Background
Kiggell was born in County Limerick on 2 October 1862, son of Launcelot John Kiggell (1829-1911), a Justice of the Peace and Major in the Cork Light Militia.
Kiggell was born in County Limerick on 2 October 1862, son of Launcelot John Kiggell (1829-1911), a Justice of the Peace and Major in the Cork Light Militia.
He attended the Sandhurst and was commissioned into the Royal Warwickshire Regiment as a lieutenant on 10 May 1882.
Kiggell left the Staff College in 1894, and for the next three years served as instructor at Sandhurst. Kigg, as he was commonly called, spent most of his duty thereafter in staff assignments. He saw action during the Boer War and in 1913/14 was commandant of the Staff College; he was promoted major general in 1914. His military ideas were exceedingly orthodox and plodding, but in an army where wealth and connection dominated, Kiggell had no choice as a man of only modest means but to work his way up in the staff in lieu of choice field commands.

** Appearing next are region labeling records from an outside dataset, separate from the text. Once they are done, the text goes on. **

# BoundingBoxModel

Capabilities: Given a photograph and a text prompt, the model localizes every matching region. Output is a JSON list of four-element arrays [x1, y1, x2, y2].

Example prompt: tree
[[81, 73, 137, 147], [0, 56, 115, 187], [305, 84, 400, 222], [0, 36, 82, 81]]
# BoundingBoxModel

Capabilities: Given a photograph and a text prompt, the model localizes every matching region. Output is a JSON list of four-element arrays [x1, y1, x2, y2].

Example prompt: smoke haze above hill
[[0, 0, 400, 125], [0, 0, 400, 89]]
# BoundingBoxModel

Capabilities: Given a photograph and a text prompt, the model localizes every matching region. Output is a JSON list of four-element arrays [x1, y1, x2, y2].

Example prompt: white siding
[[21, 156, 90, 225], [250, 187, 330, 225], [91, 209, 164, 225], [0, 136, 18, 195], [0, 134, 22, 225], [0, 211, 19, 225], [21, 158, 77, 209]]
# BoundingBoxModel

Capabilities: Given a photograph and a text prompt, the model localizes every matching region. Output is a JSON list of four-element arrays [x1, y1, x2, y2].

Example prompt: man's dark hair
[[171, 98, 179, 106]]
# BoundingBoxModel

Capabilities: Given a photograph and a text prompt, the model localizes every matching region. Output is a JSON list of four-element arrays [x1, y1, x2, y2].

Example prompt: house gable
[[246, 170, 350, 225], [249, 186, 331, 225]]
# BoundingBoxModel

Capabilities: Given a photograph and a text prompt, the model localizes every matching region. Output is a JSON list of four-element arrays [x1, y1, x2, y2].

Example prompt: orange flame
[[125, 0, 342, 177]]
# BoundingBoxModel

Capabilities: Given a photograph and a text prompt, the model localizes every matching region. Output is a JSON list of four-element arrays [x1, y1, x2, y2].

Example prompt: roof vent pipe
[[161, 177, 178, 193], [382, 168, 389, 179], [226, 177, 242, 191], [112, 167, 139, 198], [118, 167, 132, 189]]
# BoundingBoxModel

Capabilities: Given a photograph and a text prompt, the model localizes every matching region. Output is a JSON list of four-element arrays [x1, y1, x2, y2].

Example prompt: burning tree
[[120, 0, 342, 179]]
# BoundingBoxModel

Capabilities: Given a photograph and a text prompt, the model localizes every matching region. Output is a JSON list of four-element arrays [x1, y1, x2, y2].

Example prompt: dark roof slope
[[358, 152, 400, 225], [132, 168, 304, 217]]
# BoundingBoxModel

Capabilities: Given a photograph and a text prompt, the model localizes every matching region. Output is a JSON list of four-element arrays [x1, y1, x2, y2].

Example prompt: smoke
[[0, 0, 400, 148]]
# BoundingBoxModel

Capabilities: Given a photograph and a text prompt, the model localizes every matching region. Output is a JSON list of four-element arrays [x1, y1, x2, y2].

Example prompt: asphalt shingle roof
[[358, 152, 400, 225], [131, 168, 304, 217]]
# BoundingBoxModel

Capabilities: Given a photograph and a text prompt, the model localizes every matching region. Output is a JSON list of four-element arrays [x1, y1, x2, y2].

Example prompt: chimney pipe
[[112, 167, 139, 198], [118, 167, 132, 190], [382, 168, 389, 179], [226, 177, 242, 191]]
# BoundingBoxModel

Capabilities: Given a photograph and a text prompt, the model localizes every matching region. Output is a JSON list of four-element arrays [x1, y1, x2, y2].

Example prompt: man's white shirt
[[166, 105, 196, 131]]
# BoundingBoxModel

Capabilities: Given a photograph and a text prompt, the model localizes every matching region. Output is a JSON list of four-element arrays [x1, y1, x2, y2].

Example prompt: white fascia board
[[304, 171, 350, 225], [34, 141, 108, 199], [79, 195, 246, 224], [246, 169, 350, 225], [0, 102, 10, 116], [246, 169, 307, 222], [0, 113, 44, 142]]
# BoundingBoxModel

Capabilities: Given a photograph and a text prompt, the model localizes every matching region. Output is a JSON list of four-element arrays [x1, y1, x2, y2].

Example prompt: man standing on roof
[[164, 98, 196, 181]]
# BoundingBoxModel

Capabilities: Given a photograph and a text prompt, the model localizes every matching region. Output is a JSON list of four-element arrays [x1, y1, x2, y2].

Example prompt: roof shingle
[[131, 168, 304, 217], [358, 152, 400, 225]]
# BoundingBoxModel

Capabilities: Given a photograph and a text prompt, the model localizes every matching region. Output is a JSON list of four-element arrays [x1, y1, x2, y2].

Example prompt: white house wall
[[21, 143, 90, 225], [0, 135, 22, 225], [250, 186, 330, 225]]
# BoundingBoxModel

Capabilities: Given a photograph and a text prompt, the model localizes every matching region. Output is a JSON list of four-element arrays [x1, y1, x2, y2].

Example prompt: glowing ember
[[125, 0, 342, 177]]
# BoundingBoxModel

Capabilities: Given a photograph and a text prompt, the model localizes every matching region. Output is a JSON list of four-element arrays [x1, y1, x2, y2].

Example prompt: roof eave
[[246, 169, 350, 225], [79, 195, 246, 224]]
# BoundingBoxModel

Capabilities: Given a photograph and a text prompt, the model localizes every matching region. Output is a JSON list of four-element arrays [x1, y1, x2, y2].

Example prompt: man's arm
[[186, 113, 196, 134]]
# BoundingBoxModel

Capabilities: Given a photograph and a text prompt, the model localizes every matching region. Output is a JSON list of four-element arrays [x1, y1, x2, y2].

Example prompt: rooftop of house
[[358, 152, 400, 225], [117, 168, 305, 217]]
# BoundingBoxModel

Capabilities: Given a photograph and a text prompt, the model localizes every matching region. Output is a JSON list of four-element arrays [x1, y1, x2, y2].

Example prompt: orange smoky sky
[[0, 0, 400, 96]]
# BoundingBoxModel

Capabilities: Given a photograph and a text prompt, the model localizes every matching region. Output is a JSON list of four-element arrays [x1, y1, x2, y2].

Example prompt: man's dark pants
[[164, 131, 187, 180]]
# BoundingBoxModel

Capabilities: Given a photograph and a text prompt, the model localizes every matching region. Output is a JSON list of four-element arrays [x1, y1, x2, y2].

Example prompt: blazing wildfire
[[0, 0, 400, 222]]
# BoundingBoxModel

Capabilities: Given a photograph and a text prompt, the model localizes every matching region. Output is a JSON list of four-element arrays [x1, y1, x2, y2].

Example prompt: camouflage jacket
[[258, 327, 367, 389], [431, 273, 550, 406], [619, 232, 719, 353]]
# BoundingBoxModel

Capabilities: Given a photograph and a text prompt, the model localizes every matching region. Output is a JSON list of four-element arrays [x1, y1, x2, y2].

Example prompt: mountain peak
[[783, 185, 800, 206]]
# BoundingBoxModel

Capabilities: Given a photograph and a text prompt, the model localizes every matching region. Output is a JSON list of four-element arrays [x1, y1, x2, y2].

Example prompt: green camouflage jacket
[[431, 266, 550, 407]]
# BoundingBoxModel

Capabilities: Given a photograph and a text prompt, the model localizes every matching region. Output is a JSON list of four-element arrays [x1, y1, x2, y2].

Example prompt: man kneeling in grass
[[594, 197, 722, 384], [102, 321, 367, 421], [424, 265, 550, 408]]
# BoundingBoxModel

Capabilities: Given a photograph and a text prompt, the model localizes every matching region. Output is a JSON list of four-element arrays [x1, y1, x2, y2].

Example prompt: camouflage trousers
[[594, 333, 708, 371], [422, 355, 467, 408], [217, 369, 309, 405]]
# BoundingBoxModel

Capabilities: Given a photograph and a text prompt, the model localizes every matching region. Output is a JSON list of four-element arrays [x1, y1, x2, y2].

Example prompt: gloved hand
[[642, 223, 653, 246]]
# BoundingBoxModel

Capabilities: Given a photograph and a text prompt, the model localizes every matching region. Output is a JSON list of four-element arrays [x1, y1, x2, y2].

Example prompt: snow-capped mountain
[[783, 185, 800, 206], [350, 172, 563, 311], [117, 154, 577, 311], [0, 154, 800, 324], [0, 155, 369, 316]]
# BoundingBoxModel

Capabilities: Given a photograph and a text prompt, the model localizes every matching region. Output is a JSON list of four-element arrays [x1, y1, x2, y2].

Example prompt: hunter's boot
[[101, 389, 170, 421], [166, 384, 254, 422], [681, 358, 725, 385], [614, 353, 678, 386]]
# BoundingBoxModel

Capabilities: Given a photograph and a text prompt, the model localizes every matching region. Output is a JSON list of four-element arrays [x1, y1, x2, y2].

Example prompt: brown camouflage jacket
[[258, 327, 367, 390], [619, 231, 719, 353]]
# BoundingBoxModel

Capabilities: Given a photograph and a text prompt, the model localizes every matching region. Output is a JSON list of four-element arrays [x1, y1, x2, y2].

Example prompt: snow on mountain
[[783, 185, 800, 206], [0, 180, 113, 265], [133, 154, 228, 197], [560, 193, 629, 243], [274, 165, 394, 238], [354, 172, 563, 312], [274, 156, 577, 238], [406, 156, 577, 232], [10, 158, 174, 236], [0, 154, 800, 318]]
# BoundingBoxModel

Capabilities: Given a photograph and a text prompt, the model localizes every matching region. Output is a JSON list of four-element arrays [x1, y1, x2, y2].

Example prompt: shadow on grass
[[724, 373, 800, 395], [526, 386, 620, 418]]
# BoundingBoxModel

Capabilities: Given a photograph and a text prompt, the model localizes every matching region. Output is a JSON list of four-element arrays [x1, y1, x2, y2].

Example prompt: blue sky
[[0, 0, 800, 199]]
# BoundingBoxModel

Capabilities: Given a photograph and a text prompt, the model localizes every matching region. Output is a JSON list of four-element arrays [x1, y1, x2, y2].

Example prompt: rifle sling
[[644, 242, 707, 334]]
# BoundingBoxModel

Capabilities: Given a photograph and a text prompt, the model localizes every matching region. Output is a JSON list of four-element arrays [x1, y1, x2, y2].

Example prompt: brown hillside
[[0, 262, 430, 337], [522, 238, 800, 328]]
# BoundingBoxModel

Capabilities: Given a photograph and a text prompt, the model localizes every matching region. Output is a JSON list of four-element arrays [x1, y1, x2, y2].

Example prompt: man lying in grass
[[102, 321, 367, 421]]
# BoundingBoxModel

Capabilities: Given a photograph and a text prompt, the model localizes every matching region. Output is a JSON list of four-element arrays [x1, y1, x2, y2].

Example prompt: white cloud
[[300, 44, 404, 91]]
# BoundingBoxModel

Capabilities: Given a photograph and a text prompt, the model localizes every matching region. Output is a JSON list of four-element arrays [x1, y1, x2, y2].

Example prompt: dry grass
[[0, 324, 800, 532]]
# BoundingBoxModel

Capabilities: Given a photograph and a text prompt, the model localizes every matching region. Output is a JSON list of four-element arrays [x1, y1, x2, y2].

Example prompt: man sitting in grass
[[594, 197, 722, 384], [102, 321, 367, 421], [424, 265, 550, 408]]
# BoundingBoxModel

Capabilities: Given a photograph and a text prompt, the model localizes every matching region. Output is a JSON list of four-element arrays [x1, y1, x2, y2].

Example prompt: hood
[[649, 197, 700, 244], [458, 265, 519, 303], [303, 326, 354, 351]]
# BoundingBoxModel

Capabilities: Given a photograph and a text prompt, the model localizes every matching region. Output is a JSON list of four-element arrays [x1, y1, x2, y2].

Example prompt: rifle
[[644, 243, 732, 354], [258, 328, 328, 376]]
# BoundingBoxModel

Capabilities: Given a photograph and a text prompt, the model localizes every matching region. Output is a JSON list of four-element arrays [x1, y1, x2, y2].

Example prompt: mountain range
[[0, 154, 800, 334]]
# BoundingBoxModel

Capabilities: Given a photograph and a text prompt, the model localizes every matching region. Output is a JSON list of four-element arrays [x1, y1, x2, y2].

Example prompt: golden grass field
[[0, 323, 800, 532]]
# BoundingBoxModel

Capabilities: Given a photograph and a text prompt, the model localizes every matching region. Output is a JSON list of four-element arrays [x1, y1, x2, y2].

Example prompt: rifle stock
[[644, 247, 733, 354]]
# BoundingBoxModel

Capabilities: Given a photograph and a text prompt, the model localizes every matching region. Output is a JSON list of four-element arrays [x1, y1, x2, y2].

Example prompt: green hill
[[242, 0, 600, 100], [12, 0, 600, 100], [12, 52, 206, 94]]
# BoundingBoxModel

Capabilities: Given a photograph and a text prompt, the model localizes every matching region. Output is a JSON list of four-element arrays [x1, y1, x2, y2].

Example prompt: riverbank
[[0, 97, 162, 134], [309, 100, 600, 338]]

Kigg served at the War Office during the first year of the Great War, and, in November 1915, was appointed assistant to the chief of the Imperial General Staff. The next month, however, his good friend Sir Douglas Haig, the new British commander in chief, brought Kiggell over to France as chief of the General Staff. It was a curious appointment since Kiggell had no experience in modern large-scale warfare since August 1914, having spent the early war years in England. Unfortunately, Kiggell and his staff proved to be not only generally mediocre but also highly subservient to Haig. It is perhaps ironic that in July 1916, in a fatal moment of independence, Kigg persuaded Haig to abandon small group attacks at the Somme in favor of assaults in successive waves, which were mercilessly cut down by enemy machine-gun fire.
Kiggell was serenely optimistic as late as August 1917 that the Germans could be displaced from the Belgian coast, and he pushed Haig to maintain the offensive during the Third Battle of Ypres to the point of canceling a planned tank offensive in the direction of Cambrai with General Julian Byng's Third Army for fear that this would divert forces and equipment from the vital Ypres sector. Despite flooded battlefields, heavy downpours, fields of mud, and the utter exhaustion of the British troops, Kiggell throughout October 1917 forced the drive on Passchendaele to continue. The slaughter of the campaigns of 1917 (400,000 British casualties alone at Ypres) resulted in pressure to remove Kiggell as chief of the General Staff in France; indeed, Kigg broke down owing to "nervous exhaustion" after visiting the Passchendaele front late in 1917 (after the fighting had ended). Early in 1918 he was sent to Guernsey as lieutenant governor and military head. Haig incredibly lamented his departure: "I am very loth to part with Kigg's help and sound advice." Kiggell was promoted lieutenant general in 1917; he died at Felixstowe on February 23, 1954. Generals Sir Henry Rawlinson and Sir Hubert Gough concurred that Kigg was well below standard as a staff chief.
Kiggell had married Eleanor Rose Field, daughter of a colonel, on 10 March 1888. They had three sons, born in 1890, 1894 and 1903. His wife died in 1948.